If you want advice on which IPM to use I suggest contacting the manufacturers of them. IPMs are rarely used in commercial products because they are invariably "single-source" items (ie - no direct cross-reference to a competitor) and cost more than a separate module and gate driver design (and often perform worse than the separate solution, too).


----------



## tylerwatts (Feb 9, 2012)

Look at open source ac controller thread on here!


----------



## JRoque (Mar 9, 2010)

Hi.

Not sure what your budget is but I would skip the design headaches and risks and go Soliton Junior. A quick price check on that MOSFET shows that it's $300 and you have to buy 10 of them at a minimum. Maybe eBay can help but that could be a risky source.

The Soliton Jr might work with your PM motor, check with them. If it does, it opens up a huge amount of flexibility and tuning for your application - along with proven reliability and safety. The last thing you need is to have a locked controller while you're full speed on your bike. 

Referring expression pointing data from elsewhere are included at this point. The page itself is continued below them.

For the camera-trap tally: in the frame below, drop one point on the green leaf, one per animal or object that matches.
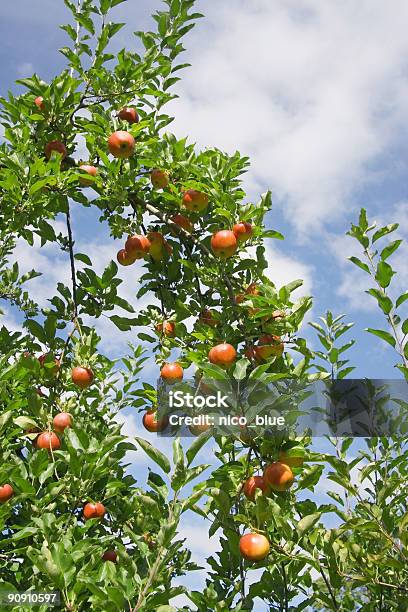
(384, 274)
(196, 446)
(362, 221)
(37, 330)
(154, 454)
(84, 258)
(389, 250)
(383, 335)
(273, 234)
(241, 368)
(307, 522)
(383, 300)
(384, 231)
(402, 298)
(123, 323)
(360, 264)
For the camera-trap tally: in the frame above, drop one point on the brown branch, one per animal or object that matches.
(397, 587)
(72, 261)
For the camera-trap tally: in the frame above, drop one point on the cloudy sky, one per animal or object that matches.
(315, 92)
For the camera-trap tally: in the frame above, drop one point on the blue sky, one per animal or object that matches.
(316, 93)
(305, 90)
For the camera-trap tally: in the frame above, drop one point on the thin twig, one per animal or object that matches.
(72, 261)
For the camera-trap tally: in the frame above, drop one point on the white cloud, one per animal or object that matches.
(283, 269)
(305, 89)
(25, 69)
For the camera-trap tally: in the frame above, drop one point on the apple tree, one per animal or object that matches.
(73, 518)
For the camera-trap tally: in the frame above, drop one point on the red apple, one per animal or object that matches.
(121, 144)
(224, 244)
(129, 114)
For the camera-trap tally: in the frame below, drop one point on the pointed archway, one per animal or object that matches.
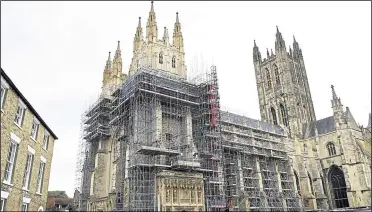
(338, 187)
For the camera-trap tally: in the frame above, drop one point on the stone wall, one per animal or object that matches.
(16, 195)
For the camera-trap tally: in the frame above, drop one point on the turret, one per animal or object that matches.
(166, 36)
(256, 53)
(151, 27)
(138, 37)
(107, 72)
(297, 52)
(336, 102)
(117, 65)
(279, 43)
(177, 35)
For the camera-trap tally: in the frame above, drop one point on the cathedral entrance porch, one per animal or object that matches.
(338, 188)
(177, 191)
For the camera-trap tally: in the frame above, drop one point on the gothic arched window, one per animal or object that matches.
(331, 149)
(273, 114)
(297, 182)
(277, 77)
(174, 62)
(268, 79)
(161, 58)
(311, 183)
(299, 79)
(284, 115)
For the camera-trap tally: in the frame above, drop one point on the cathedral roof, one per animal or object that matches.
(232, 118)
(323, 126)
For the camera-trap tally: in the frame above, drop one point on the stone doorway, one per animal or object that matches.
(338, 188)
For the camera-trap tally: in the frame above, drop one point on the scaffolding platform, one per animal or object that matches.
(148, 150)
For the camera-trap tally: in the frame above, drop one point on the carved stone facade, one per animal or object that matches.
(162, 157)
(177, 191)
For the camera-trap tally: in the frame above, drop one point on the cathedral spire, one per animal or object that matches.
(117, 65)
(256, 53)
(108, 63)
(334, 95)
(177, 19)
(296, 49)
(177, 34)
(166, 36)
(138, 37)
(279, 43)
(336, 101)
(117, 52)
(151, 28)
(107, 72)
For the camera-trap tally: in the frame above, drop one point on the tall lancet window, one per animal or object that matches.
(161, 58)
(174, 62)
(273, 114)
(268, 79)
(277, 77)
(284, 115)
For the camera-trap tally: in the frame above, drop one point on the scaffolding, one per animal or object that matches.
(157, 122)
(257, 170)
(161, 122)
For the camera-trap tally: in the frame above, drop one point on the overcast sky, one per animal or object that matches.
(55, 53)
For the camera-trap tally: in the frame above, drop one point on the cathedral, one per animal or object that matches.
(156, 141)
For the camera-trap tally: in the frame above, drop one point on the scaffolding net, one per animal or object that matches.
(158, 125)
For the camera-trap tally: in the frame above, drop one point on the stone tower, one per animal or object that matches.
(158, 53)
(113, 75)
(283, 88)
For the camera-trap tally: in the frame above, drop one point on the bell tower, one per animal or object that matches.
(283, 87)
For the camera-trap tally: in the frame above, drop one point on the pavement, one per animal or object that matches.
(353, 209)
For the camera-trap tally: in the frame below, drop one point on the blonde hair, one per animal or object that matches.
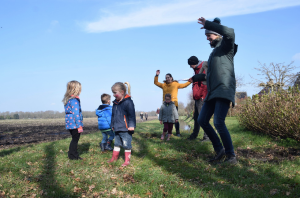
(168, 95)
(73, 90)
(105, 98)
(122, 86)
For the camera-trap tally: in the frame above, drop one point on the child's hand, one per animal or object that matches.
(80, 130)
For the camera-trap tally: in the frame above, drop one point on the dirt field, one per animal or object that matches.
(21, 132)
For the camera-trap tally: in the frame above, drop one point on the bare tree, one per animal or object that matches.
(280, 73)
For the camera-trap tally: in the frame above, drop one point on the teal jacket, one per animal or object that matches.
(220, 74)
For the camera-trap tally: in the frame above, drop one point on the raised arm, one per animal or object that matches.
(183, 85)
(156, 82)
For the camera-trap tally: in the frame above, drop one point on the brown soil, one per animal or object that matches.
(21, 132)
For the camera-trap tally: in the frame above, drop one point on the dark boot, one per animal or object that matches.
(191, 138)
(218, 156)
(108, 146)
(102, 146)
(230, 159)
(177, 129)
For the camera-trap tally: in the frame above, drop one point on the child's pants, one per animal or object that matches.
(168, 127)
(106, 134)
(123, 139)
(73, 154)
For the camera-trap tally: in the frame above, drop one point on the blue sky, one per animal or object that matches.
(45, 44)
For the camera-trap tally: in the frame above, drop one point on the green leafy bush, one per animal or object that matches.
(276, 114)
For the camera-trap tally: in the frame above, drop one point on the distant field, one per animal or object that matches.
(158, 169)
(27, 131)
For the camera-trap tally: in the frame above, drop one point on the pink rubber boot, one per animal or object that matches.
(127, 158)
(163, 136)
(169, 135)
(114, 157)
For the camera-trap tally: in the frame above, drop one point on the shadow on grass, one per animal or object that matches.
(48, 181)
(83, 148)
(225, 180)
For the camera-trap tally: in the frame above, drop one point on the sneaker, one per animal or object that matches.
(218, 156)
(230, 159)
(205, 140)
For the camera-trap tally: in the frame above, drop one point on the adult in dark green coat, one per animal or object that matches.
(221, 87)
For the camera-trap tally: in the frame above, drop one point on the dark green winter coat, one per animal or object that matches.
(220, 74)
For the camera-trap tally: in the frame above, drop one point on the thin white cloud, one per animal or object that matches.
(180, 12)
(296, 56)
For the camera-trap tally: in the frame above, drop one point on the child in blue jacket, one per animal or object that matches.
(104, 112)
(73, 116)
(123, 121)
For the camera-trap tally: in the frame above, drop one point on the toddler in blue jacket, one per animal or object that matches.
(104, 112)
(73, 116)
(123, 121)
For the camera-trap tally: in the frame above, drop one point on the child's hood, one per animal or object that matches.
(127, 97)
(103, 108)
(170, 103)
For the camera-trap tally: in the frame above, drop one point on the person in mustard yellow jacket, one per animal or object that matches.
(171, 86)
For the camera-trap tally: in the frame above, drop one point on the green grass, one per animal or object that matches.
(177, 168)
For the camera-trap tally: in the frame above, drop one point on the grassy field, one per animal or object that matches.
(177, 168)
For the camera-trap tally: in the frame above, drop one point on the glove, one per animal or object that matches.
(199, 77)
(80, 130)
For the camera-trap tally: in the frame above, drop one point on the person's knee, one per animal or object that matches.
(201, 121)
(127, 145)
(219, 124)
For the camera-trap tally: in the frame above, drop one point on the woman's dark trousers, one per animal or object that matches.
(219, 108)
(73, 154)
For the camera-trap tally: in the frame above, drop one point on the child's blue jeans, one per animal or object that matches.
(123, 139)
(106, 134)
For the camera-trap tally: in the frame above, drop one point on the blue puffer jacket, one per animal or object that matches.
(123, 115)
(73, 114)
(104, 116)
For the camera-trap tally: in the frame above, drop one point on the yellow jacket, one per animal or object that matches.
(171, 88)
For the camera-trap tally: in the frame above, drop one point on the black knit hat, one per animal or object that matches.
(193, 60)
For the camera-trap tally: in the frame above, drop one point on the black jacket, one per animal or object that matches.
(123, 115)
(220, 77)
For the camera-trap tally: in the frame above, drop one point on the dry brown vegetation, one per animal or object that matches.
(275, 114)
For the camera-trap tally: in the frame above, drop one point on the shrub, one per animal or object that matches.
(276, 114)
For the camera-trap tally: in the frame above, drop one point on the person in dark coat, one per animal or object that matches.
(221, 85)
(199, 93)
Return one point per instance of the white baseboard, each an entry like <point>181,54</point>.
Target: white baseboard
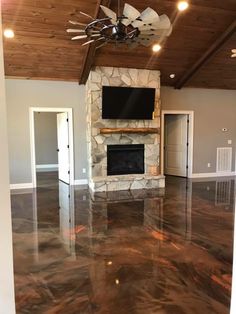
<point>212,175</point>
<point>81,182</point>
<point>49,167</point>
<point>21,186</point>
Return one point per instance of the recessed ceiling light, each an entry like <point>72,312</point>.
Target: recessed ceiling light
<point>156,48</point>
<point>182,5</point>
<point>9,33</point>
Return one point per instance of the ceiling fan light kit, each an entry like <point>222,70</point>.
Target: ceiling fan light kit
<point>131,27</point>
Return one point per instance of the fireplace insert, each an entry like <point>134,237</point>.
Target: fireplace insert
<point>125,159</point>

If you accept the safety and other risks to save some money, then there's "open source" projects that have done complete controllers and might be a good reference. 

JR


----------



## tylerwatts (Feb 9, 2012)

Think we've missed a trick and this is a brushed DC permanent magnet motor like a Lynch motor. In this case a small DC controller is fine. For the cost I'd say get a small Alltrax unit, second hand if need be, or a golf cart controller which is essentially the same.


----------